We have different rules. We can only have 90,000# on 6 or more axles for unfinished forestry products in MN. Doesn't matter if you have 7, 8, or 10 axles. 90K is max.
 
Interesting--do they have a logic for that? Here more rubber means more pounds, with an upper limit mostly because of grades on highways; lots of axles plays havoc with the pavement pulling steep grades on a hot day. The grooves over the years tell the tale.

This was my configuration for 108,000 lbs, and one of the common ones in coastal logging. Weight was 34,100 lbs empty with full fuel. Also common is tractor with jeep frame and 2-axle pole trailer, and more recently some are adding the jeep frame and the same trailer as shown here like Floyd had. Tridems are also becoming more popular, both in tractor and pole trailer when there are no load restrictions on the roads.

Sorry about the ugly load, but obviously I tended to record the 'not routine'. A couple of those pieces required the log-loader and an excavator to get them up there, and they were from the same tree. It WAS a hoot watching the 980 pick them off at the sort. I think he came 'this close' to asking everyone there to climb onto the counterweight, but he eventually got creative enough to get them off. Four wrappers for that load.

WS.jpg
 
You can run 10% over in winter rules after the ground's frozen; and then there's spring rules where they cut the weights back as the ground thaws again. But the roads here are the main concern, and they limit what you can roll with to preserve the asphalt.

Towing has a standard exemption from combined weight, as does any road improvement equipment. Fuel haulers and refuse trucks are also exempt from spring weight restrictions.

You can get overload permits relatively easily as long as you're on a normal 10T/axle rated road. My land is blocked in by a 7T township road, so I can't even get a regular log truck out of my property with a respectable load. Township chair who owns that stretch is hell bent against me logging in general, so I'm not getting any permits either. I can run up to the full 7T and that's it. Then again, if I do it in the off season or early/late enough in the day, no one would likely notice if I pulled a heavier run out to the main trunk.
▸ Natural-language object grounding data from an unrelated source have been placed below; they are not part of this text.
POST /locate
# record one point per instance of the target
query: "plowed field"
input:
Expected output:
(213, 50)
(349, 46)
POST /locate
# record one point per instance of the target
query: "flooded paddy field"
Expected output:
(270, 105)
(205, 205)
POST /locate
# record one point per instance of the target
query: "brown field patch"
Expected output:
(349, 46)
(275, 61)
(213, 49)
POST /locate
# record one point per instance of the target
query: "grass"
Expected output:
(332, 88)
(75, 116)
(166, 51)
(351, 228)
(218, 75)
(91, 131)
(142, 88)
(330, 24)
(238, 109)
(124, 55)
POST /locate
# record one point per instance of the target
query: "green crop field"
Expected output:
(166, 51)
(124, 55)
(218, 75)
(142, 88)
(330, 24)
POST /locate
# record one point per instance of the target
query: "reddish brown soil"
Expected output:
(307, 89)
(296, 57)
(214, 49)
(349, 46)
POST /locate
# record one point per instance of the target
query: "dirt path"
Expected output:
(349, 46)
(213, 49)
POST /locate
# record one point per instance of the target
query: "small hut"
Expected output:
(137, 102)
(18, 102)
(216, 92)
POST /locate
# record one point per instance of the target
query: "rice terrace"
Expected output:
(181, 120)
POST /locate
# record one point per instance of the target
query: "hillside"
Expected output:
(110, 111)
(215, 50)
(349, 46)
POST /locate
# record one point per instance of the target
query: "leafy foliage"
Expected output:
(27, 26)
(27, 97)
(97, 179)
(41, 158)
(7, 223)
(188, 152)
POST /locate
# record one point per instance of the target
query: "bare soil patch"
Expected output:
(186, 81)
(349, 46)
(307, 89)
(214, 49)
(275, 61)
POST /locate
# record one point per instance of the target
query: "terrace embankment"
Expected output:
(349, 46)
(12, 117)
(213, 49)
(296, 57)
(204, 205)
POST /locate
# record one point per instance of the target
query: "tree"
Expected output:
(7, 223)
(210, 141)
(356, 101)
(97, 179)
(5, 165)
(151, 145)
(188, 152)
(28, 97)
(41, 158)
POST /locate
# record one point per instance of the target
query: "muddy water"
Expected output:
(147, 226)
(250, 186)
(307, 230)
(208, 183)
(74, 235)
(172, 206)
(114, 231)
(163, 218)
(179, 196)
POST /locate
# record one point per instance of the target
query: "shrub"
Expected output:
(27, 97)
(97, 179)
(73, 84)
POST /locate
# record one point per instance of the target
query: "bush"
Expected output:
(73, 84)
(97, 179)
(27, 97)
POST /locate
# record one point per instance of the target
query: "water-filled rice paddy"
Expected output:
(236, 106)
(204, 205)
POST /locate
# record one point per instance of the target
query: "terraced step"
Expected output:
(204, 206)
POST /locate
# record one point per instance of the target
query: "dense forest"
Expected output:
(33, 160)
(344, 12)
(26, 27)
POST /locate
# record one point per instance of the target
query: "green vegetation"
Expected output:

I've just got a 5 ton single axle straight truck right now, so I'm legal with anything I can fill it with.
 
Yes, everybody wants 2X4's ready and waiting--and straight ones, dammit--whenever they go to the lumberyard, but don't cut any trees down that I might ever see in my lifetime. It seems to be becoming universal, its ignorance notwithstanding.

In any event, we seem to have got off topic; I honestly thought people might be interested that someone lost their life in this business again through no fault of his own, but such seems to not be the case. I thank and admire you for responding, and I have to think about ever doing this again on this forum.

I feel it because this is tough work up here this time of year, getting up every morning at 4 am to pre-trip a complex truck in the dark and rain, chaining up every load on the logging road, and looking forward to that break from Christmas to New Year's when the sort yards shut down and you don't haul. Somewhere in Hope there are presents under a tree now that won't get opened, but for something unpredictable that broke 4 days before that break. I feel for Floyd and his family, having made it myself to Christmas break for as many years as I did.

As Floyd did I guess, until this one.
 
I don't really blame them for not letting me beat on our road. When it was paved, they never prepped the dirt road and just put 3" of tar on it. It's in rough shape every spring. I don't think it'd handle too many log trucks, but at the same time, I only have 84 acres, so there's just not that much wood to remove at any given time.

I think of all of you truckers, as I was involved in the support industry for a couple years in my early 20's and still have a deep fondness for the machinery. I have several friends in the business to this day (OTR). You guys keep our lives possible, and I appreciated the posting about Floyd so we could say a prayer for his family.

I'm one of the only people in this state that'll flash ya a safe lane change and not ride up your colon following behind ya. :)

Living to see retirement with our four wheelers is a miracle in it's self. Glad you made it!